New Intel Pentium Has a Split Personality

Intel Thursday released its fastest (and most expensive) Pentium processor to date, which it hopes will breathe new life into home and business PC sales.

The Santa Clara, Calif.-based chip making giant’s latest P4 runs at a whopping 3.06 GHz and includes its multithreaded “Hyper-Threading” technology, which it debuted in its Xeon processors for servers earlier this year. Prior to the new Pentiums, the fastest P4 ran at a top speed of 2.8GHz.

The new chips will identified with a “HT” insignia on the Pentium 4 processor logo to differentiate them from other Pentiums.

Already, PC makers like Dell Computer , Hewlett-Packard and Gateway have announced support for the new chips. Prices for the Hyper-Threading-enhanced computers are expected to range between $1,200 and $3,000.

“I don’t know if any one chip can change the market. I think what you can do is create trends and this is the beginning of a trend,” said Intel president and COO Paul Otellini.

The chips were designed at Intel’s Hillsboro, Oregon campus and manufactured with 0.13-micron technology. The idea for Hyper-Threading was the brainchild of Intel senior engineer Glenn Hinton back in 1993. The company has begun filtering in the multithreading designs into its Pentium 4 processors as early as 1996.

Systems based on the new 3.06 Pentium 4 are available now. Intel said it is also shipping boxed P4 HT processors to its authorized distributors for system integrators.
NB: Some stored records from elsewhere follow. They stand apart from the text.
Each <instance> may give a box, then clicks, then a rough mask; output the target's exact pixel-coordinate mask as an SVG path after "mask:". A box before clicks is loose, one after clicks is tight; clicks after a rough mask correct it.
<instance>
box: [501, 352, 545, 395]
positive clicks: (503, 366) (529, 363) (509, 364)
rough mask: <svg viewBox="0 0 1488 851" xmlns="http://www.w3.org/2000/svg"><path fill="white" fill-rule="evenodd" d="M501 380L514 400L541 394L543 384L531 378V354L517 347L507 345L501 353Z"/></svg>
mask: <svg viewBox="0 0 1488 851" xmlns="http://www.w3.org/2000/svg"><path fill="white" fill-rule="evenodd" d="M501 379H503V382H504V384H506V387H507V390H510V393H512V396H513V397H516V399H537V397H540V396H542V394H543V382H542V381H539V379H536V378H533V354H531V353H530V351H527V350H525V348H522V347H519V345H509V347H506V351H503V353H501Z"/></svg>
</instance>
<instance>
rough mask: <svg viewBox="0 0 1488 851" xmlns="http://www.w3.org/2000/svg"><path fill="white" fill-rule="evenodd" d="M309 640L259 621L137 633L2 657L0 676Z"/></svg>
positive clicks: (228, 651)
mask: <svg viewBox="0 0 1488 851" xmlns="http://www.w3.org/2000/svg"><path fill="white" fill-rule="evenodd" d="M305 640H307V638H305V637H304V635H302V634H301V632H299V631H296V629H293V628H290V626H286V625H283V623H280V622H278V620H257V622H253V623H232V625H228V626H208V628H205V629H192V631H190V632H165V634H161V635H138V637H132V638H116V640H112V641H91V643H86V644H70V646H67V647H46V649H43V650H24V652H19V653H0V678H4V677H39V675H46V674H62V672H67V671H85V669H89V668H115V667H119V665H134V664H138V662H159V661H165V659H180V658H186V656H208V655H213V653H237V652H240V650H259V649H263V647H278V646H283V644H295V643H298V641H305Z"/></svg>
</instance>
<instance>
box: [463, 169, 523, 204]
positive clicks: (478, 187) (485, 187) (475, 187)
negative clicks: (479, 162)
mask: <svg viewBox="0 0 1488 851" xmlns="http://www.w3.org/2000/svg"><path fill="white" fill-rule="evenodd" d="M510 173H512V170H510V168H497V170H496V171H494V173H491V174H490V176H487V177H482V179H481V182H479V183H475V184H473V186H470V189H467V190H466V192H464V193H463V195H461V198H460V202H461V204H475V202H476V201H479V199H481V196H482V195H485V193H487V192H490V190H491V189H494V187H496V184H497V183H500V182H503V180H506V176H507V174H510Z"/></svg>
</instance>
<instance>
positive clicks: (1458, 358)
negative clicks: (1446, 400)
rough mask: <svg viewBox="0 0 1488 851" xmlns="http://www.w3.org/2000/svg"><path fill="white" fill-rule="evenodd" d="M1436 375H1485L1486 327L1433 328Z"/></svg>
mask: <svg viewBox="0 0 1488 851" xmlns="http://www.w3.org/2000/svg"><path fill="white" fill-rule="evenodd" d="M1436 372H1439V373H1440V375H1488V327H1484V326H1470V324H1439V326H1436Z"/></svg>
The chips sell for $637 in 1000-unit quantities. The 2.8GHz P4s recently dropped in price.

Intel says Hyper-Threading allows operating systems and applications to view a single physical processor as if it were two processors. The company says it’s similar to watching television while talking on the phone. Intel says that can increase performance of an application by 30 percent.

“Just as people multitask to get more done, we expect our PCs to do the same,” said Intel Desktop Platforms Group vice president and general manager Louis Burns.

And doing more than one thing at a time is what most PCs seem to be doing these days. According to Intel’s numbers, more than 75 percent of computer users say they multitask on a regular basis. The hottest trend, say researchers at Harris Interactive, is playing a PC game while burning a CD. At least half of the PC users surveyed said they wouldn’t attempt to do both of those activities on a machine that is three or more years old.

For business users, Intel said the new Pentiums could help improve productivity. Because Hyper-Threading allows for several things to run at the same time, the company said background applications such as continuous virus scanning, encryption, or compression can be run without clogging the desktop. For example, Intel claims compressing an Outlook folder while running WinZip is 35 percent faster with the new technology and the ever CPU-intensive Adobe Photoshop can run 21 percent faster while running a McAfee virus scan.

Intel said the new chip will also be helpful for emerging technologies like Web services and operating systems that are designed to multi-task such as Microsoft WindowsXP or Linux.

Rival chipmaker Advanced Micro Devices AMD is also working on a similar multithreading design to incorporate in its Hammer-based series of Athlon XP processors. But the Sunnyvale, Calif.-based semiconductor maker has yet to get its product out of the gate, while Intel is already halfway down the track.